Letters to the Editor, January 30, 2019: Handy how-to guides for better understanding the world around us

Proper paper pulpit use

When writing up the “police reports” for your paper, please, Mr. K. Hoover (editor), lose the derogatory statements and descriptions of those obviously homeless or mentally ill.

We are all in this together, regardless of wealth or class. So, let go of your arrogance and grab on to some compassion.
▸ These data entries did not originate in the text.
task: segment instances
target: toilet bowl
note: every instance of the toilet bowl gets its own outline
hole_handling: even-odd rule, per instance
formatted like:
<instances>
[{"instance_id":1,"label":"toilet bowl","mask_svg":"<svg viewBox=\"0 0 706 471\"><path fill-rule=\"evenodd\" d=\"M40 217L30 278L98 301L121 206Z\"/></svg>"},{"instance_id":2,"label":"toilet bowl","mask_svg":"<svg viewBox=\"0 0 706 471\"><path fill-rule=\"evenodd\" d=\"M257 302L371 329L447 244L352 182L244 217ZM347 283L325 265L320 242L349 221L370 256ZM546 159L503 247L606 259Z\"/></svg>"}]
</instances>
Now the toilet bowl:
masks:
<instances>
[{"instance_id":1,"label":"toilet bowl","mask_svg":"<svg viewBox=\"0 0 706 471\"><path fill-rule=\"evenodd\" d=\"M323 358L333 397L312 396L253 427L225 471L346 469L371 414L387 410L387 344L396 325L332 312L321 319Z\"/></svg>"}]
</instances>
Maybe use your paper to inform the public of the recent decision by the Ninth Circuit Court of Appeals that frees the homeless and displaced from “cruel and unusual” punishment, that ends most of the harassment by the police – no more ticketing or arrests for sleeping and covering up (blankets, tarps, tents) on public owned land or being fined for eliminating biological human waste if no adequate facilities are available. This decison is way-long overdur, makes common sense and is just.

Also maybe, call out from your “paper pulpit” to all city and county governments to stand up to their first responsibilities of providing services and protection to their citizens and residents.
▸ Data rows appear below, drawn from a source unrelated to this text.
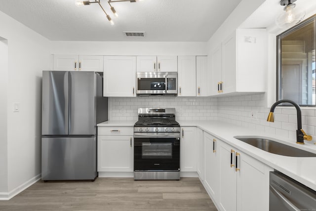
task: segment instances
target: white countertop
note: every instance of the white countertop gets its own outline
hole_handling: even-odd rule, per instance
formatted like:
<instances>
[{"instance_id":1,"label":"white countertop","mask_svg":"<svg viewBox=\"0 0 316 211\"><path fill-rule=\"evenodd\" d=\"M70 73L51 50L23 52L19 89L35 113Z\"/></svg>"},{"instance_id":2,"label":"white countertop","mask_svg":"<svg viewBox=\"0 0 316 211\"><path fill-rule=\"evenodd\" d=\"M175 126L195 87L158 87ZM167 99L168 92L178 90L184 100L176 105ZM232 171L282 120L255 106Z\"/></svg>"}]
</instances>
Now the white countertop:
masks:
<instances>
[{"instance_id":1,"label":"white countertop","mask_svg":"<svg viewBox=\"0 0 316 211\"><path fill-rule=\"evenodd\" d=\"M255 136L271 138L299 149L316 153L316 145L299 145L296 140L290 140L281 136L265 133L248 128L218 121L178 121L181 127L197 127L240 152L250 155L268 166L292 177L294 179L316 191L316 157L297 158L283 156L270 153L258 149L234 137L236 136ZM135 121L107 121L97 126L131 126Z\"/></svg>"},{"instance_id":2,"label":"white countertop","mask_svg":"<svg viewBox=\"0 0 316 211\"><path fill-rule=\"evenodd\" d=\"M316 191L316 157L298 158L276 155L239 141L234 138L234 136L255 136L272 138L272 140L276 139L282 143L315 153L316 153L316 145L299 145L296 143L296 140L289 140L279 136L265 133L226 123L214 121L178 122L182 127L196 126L200 128L240 151Z\"/></svg>"}]
</instances>

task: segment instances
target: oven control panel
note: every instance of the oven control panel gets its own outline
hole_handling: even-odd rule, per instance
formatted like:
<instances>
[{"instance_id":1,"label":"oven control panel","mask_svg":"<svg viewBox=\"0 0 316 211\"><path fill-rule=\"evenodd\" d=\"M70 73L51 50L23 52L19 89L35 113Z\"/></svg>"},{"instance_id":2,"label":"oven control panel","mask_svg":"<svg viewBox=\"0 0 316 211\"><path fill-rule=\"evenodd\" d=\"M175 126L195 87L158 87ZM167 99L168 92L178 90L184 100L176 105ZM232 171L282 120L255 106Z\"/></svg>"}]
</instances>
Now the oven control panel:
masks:
<instances>
[{"instance_id":1,"label":"oven control panel","mask_svg":"<svg viewBox=\"0 0 316 211\"><path fill-rule=\"evenodd\" d=\"M180 132L180 127L134 127L134 132Z\"/></svg>"}]
</instances>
It is time to provide and secure adequate, safe, affordable shelter and sanitation for all!

Michael Robert Langdon
Human Rights Advocate

The Intersectionality Core Rating System

Over the years, the world has seen many great social movements that bring freedom and equality to all people. Religious freedom, women’s sufferage, civil rights and gay rights movements have helped level the legal, social and economic playing field in many countries. 

In cultural melting pots such as the United States, many people fall into multiple categories of marginalization simultaneously. How do we address this situation? How do we quantify it? Enter the concept of intersectionality. 
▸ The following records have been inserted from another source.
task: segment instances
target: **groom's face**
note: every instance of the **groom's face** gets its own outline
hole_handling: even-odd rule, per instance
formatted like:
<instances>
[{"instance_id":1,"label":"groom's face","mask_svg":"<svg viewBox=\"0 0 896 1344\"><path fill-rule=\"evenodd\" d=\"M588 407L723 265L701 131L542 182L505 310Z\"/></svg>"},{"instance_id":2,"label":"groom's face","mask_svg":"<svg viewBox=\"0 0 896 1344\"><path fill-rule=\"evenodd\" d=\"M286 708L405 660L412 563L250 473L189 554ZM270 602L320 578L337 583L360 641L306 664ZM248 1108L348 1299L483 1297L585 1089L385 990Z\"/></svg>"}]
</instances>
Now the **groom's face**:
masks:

Since 2004, the Intersectionality Programming Association has aimed to quantify this phenomenon with a simple Intersectionality Core Rating system. Those with higher scores receive preferential treatment in higher education placement, school faculties, corporate hierarchies, government jobs and government entitlement programs. So how does the Intersectionality Core Rating system (ICR) work? 

Everybody starts with a basic rating of 1 simply for being human, and additional points are added for each layer of intersection. Take me for example. I am white and male. This means I have the lowest ICR of 1. However, as an advocate for intersectionality, I receive an additional half point giving me a total of 1.5. 

Now meet Jan. She +1 is African American +1 and a lesbian +1 giving her a total score of 4 ICR. Jan is also a world class veterinarian, mother of 2 honor roll students, a volunteer at a homeless shelter and well liked in her community. These attributes do not effect her score. 

Meet Maria. She +1 is a disabled +1 Mexican +1 immigrant +1  giving her a total score of 5 ICR. Maria has struggled with some issues. She was jailed for embezzling, meth abuse, spousal abuse and is generally known as a liar and a crook. These issues do not affect her score.

Now we will see an example of Negative Outcome Points (NOP). Meet Frank. Frank is black +1 and gay +1 giving him a score of 3 ICR. However, Frank is a successful stock broker, is fiscally conservative, does not advocate intersectionality and is fond of wearing a red Make America Great Again cap. This is an automatic NOP -2 point deduction giving him a score of 1. Frank is in a dangerous position because anyone with a score below 1 is automatically considered a fascist. He should consider advocating intersectionality to raise his score. 

The Intersectionality Programming Association is working diligently to shift the focus away from capitalistm merit-based systems, and towards a more fair system based on layers of immutable characteristics. And that’s how intersectionality works! (Names have been changed to protect identity.)